高血圧、狭心症、骨粗鬆症、腰部脊柱管狭窄症、うつ状態などで、外来フォロー中、上記主訴のため精査入院となる。頻尿あり、ベッドサイドで転倒され、ややろれつが回らなくなる。頭CTは、著変なし。腹部膨満と肉眼的血尿が見られたため、KUB X-P(腹部単純レントゲン写真),腹~骨盤CTにてイレウスの状態と判明。また、膀胱内と膀胱壁内にガス貯留を指摘される。腹部の腸雑音(グル音)は減弱。

気腫性膀胱炎の腸管への炎症の波及による麻痺性イレウスと診断し、膀胱留置バルーン、抗生剤、点滴にて、10日余りで、炎症(CRPの陰性化)も治まり、イレウスも治り、低Na血症などの電解質インバランスも是正され、食事も可能となる。

*気腫性膀胱炎とは?

ガス産生菌による膀胱炎で、高齢の糖尿病患者に多い。ガスは主に粘膜下層に貯留するが、膀胱内腔にも貯留すると気尿がみられる。気腫性腎盂腎炎ほど重篤ではないが、糖尿病のコントロールと抗生剤投与、導尿などの適切な加療が必要。この疾患があまり報告されないのは、通常ガスは短い期間しか存在しないためであり、膀胱を浮き上がらせるようにガスが周囲に広がる所見は、治療に反応しない場合 以外は一過性の所見である。

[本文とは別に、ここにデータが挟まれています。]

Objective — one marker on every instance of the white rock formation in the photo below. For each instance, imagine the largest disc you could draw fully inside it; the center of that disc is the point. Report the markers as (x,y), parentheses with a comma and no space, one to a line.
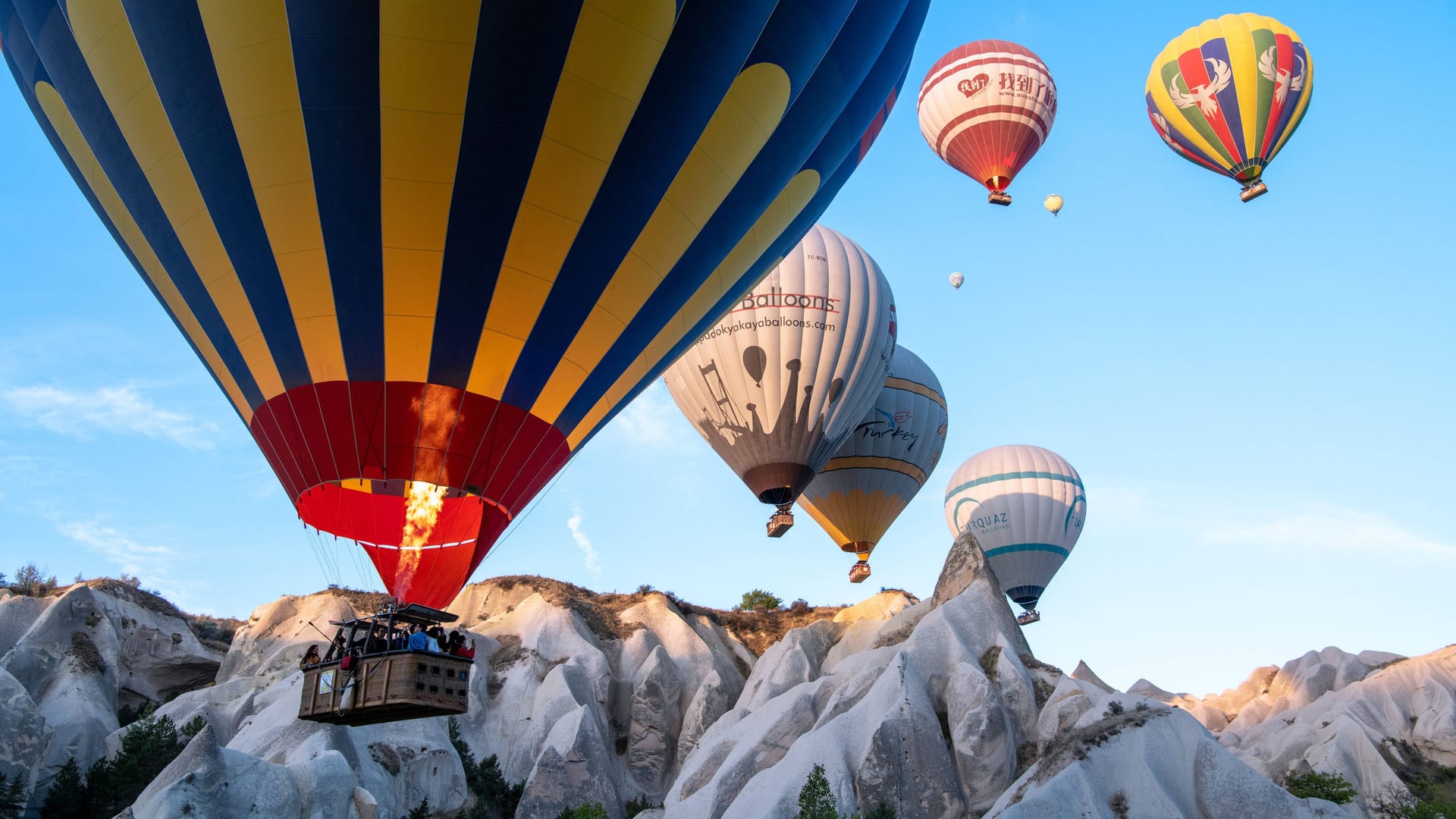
(935,707)
(925,710)
(1147,764)
(86,651)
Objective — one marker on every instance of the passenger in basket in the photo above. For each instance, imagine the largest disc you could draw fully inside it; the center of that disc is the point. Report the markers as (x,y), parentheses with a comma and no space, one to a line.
(309,657)
(457,646)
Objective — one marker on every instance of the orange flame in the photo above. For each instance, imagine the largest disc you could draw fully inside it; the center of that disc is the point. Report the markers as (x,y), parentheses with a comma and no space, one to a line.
(422,504)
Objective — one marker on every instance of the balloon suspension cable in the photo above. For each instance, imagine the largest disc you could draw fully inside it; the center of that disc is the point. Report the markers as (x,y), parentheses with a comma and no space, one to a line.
(522,518)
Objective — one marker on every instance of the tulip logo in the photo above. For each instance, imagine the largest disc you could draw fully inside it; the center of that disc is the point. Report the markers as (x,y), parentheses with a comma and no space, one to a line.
(974,85)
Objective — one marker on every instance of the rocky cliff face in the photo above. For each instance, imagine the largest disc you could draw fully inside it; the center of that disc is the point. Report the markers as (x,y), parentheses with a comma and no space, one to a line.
(1334,711)
(73,661)
(937,708)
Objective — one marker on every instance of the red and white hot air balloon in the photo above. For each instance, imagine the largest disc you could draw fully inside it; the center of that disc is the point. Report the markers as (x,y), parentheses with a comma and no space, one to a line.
(986,108)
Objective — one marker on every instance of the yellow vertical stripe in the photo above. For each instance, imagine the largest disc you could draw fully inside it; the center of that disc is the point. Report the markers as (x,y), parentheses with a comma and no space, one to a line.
(424,74)
(770,224)
(1165,104)
(733,137)
(105,193)
(115,61)
(254,57)
(835,532)
(1244,63)
(612,55)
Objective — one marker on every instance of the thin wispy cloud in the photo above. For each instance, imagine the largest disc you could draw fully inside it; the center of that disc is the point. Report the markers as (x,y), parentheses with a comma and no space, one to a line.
(127,554)
(112,410)
(156,566)
(1329,528)
(653,422)
(582,542)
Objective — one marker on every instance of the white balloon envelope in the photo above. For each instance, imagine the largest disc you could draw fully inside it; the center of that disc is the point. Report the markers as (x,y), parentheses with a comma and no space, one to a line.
(883,464)
(1025,506)
(780,382)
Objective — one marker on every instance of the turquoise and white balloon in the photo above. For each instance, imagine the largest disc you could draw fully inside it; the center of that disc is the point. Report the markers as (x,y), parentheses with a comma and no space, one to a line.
(1025,506)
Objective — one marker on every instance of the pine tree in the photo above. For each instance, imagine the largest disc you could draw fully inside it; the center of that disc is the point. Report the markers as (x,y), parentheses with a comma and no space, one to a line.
(12,798)
(816,800)
(67,795)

案外単なる膀胱炎として治療してそのまま治ってることも多いのかもしれません。^^;v

文献:

・W V Med J. 2004 Nov-Dec;100(6):232-3.
Emphysematous cystitis: a case report and literature review.
Perlmutter AE, Mastromichaelis M, Zaslau S.
Section of Urology, Dept. of Surgery, West Virginia University School of Medicine, Morgantown, USA.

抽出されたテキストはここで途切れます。